Hadis, kurbanlığın misli ve hatta daha efdali ile de olsa değiştirilemeyeceğini ifade etmektedir.

2- Necib, devenin adı değildir, cinsini bildirmektedir. Aslında, her hayvanın en iyi cinsine necib denmektedir. Develerin kuvvetli ve sür'atli olanları bu ismi alır.[4]

 

ـ3ـ وعن ابن عباس رَضِىَ اللّهُ عَنْهُما قال: ]أهْدَى النَّبىُّ # عَامَ الحُدَيْبِيَةِ هَدَايا فِيهَا جَمَلٌ ‘بِى جَهْلٍ في رَأسِهِ بُرَةٌ مِنْ فِضَّةٍ. وَقَالَ بَعْضُ الرُّواةِ: مِنْ ذَهَبٍ يُغيظُ بِذلِكَ المُشْرِكِينَ[. أخرجهما أبو داود.»الْبُرَةُ« حَلقة تكون في أنْف البعير تُشَدُّ فيها الزّمام .

 

3. (1520)- İbnu Abbâs (radıyallahu anhümâ) anlatıyor: "Resûlullah (aleyhissalâtu vesselâm) Hudeybiye senesinde, Kâbe'de kesilmek üzere birçok deveyi kurban kıldı. Bunlar arasında (vaktiyle) Ebu Cehl'e ait olan, başında gümüşten -bazı râviler altından der-  mâmul bir büre bulunan deve de vardı. Bununla, müşrikleri öfkelendiriyordu." [Ebu Dâvud, Menâsik 13, (1749).][5]

 

AÇIKLAMA:

 

1- Hudeybiye'ye umre maksadıyla gelen Müslümanlar kurbanlık develeri de beraber getirmişlerdi. Resûlullah (aleyhissalâtu vesselâm)'ın birçok kurbanlığı vardı. Bunların arasında, Bedir Savaşı'nda ganimet olarak ele geçirdiği Ebu Cehl'e ait bir deve de bulunuyordu.

2- Büre, hayvanın burnuna takılan yuvarlak bir halkadır. "Başında"  tâbiri burnunda demektir, çünkü büre burna takılır. İbnu Minhâl'in rivayetinde bu halkanın altından olduğu söylenmiştir.
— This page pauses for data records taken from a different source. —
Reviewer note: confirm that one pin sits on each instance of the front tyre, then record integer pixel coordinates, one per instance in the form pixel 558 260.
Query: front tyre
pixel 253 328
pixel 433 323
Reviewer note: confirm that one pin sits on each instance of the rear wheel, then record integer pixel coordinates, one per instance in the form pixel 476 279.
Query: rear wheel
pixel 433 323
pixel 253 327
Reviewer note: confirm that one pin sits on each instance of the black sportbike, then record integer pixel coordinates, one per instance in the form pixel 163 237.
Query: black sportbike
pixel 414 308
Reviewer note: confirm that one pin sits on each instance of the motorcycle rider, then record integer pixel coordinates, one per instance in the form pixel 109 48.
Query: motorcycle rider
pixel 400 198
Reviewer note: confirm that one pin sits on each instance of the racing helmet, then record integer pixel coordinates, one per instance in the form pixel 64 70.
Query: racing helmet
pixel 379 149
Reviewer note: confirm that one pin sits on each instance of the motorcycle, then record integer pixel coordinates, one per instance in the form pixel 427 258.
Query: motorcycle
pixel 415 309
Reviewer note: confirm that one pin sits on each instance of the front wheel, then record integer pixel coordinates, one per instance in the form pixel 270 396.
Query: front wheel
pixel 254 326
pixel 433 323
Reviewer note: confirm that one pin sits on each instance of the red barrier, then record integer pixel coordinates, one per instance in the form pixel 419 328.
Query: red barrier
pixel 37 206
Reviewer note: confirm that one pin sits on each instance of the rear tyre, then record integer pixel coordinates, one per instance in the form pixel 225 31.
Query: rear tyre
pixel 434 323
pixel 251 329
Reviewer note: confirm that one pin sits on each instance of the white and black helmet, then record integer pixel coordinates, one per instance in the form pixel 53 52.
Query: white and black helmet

Halka burun yumuşağına (minhar) takıldığına göre iki aded olabileceği de şârihlerce belirtilmiştir.

Hadisin sonunda Mekkelilerin maktul şeflerinden Ebu Cehl'e ait devenin, Hz. Peygamber (aleyhissalâtu vesselâm)'in kurbanı olarak kesilmesi müşrikleri kızdırdığı belirtilmektedir.

Aliyyü'l-Kârî bu hadisle, Fetih sûresinde geçen    لِيغيظ بهم الكفار  "(Ashab hakkındaki bu teşbih) onlarla kâfirleri öfkelendirmek içindir" (29. âyet), âyeti arasında müşâbehet bulunduğuna, âyet-i kerimenin hadis-i şerife bir nazir olduğuna dikkat çeker.

Şu halde bâzı tezâhürlerle Müslümanların, küffârı öfkelendirip çatlatması caizdir.[6]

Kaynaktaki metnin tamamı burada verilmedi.